- Born: Obadiah Newcomb Bush January 28, 1797 Penfield, New York, U.S.
- Died: February 9, 1851 (aged 54) Cape Horn (sea)
- Resting place: Buried at sea
- Occupations: Prospector, businessman
- Spouse: Harriet Smith ​(m. 1821)​
- Children: 8, including James
- Parent(s): Timothy Bush Jr. Lydia Newcomb
- Relatives: George H. W. Bush (great-great-grandson) George W. Bush (great-great-great-grandson) See Bush family

= Obadiah Bush =

American prospector and businessman

Obadiah Newcomb Bush (January 28, 1797 – February 9, 1851) was an American prospector, businessman and ancestor of the Bush political family. He was the father of James Smith Bush, grandfather of business magnate Samuel Prescott Bush, great-grandfather of former U.S. Senator Prescott Bush, great-great-grandfather of former U.S. President George H. W. Bush, and great-great-great-grandfather of George W. Bush and Jeb Bush.

==Early life==
Obadiah Newcomb Bush was born on January 28, 1797, in Penfield, New York. His father, Timothy Bush Jr. (1766–1850), was a blacksmith; his mother was Lydia Newcomb (1763–1835). His paternal grandfather, Capt. Timothy Bush Sr. (1728–1815), was an American Revolution militia captain.

Bush served in the War of 1812.

==Career==
Bush became a schoolmaster in Rochester, New York. He also served on a committee that nominated candidates for justice of the peace. He and his brother Henry, a manufacturer of stoves, were known abolitionists. He served as vice president of the American Anti-Slavery Society and supported the Underground Railroad. He petitioned the New York State Legislature to secede from the Union in a protest against slavery, after which The Rochester Daily Advertiser accused him of encouraging anarchy. Abigail Bush was the wife of his brother Henry.

In 1849, he travelled to California "with the forty-niners during the gold rush".

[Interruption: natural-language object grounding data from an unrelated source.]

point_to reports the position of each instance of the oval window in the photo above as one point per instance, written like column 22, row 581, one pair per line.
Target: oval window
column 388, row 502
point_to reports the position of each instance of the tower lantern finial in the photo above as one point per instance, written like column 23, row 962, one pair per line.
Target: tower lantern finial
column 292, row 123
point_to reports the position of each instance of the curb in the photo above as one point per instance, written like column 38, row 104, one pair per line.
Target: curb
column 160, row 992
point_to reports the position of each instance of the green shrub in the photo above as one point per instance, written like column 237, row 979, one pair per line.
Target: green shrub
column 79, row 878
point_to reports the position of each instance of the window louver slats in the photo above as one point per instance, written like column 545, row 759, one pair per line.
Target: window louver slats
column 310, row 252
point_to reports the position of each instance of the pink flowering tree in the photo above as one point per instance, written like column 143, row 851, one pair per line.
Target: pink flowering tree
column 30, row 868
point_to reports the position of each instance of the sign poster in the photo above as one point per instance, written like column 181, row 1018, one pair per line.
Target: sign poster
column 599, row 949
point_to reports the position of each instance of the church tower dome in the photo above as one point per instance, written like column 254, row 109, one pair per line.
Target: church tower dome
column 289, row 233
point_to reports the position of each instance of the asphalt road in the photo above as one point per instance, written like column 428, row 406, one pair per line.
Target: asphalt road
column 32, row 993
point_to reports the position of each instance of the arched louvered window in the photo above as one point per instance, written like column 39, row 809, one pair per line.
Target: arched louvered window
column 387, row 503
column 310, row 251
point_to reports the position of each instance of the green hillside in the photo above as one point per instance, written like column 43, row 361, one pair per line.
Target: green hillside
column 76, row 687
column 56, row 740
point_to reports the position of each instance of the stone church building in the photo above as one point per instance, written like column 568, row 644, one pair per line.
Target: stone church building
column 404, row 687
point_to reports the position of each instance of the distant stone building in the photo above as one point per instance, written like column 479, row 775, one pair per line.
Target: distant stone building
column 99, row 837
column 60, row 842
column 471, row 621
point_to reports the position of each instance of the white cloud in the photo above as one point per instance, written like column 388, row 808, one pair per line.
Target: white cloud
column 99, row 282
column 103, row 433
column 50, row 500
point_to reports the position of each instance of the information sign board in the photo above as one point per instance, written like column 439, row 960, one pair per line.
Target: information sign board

==Personal life and death==
Bush married Harriet Smith (1800–1867) in Rochester, New York on November 8, 1821. They had seven children, among them James Smith Bush. Following his years as a schoolmaster in New York, Bush traveled to the West Coast. Seeking to relocate there permanently, he set out for the East Coast by sea to wrap up his affairs. Bush died some time en route in 1851, and was apparently buried at sea.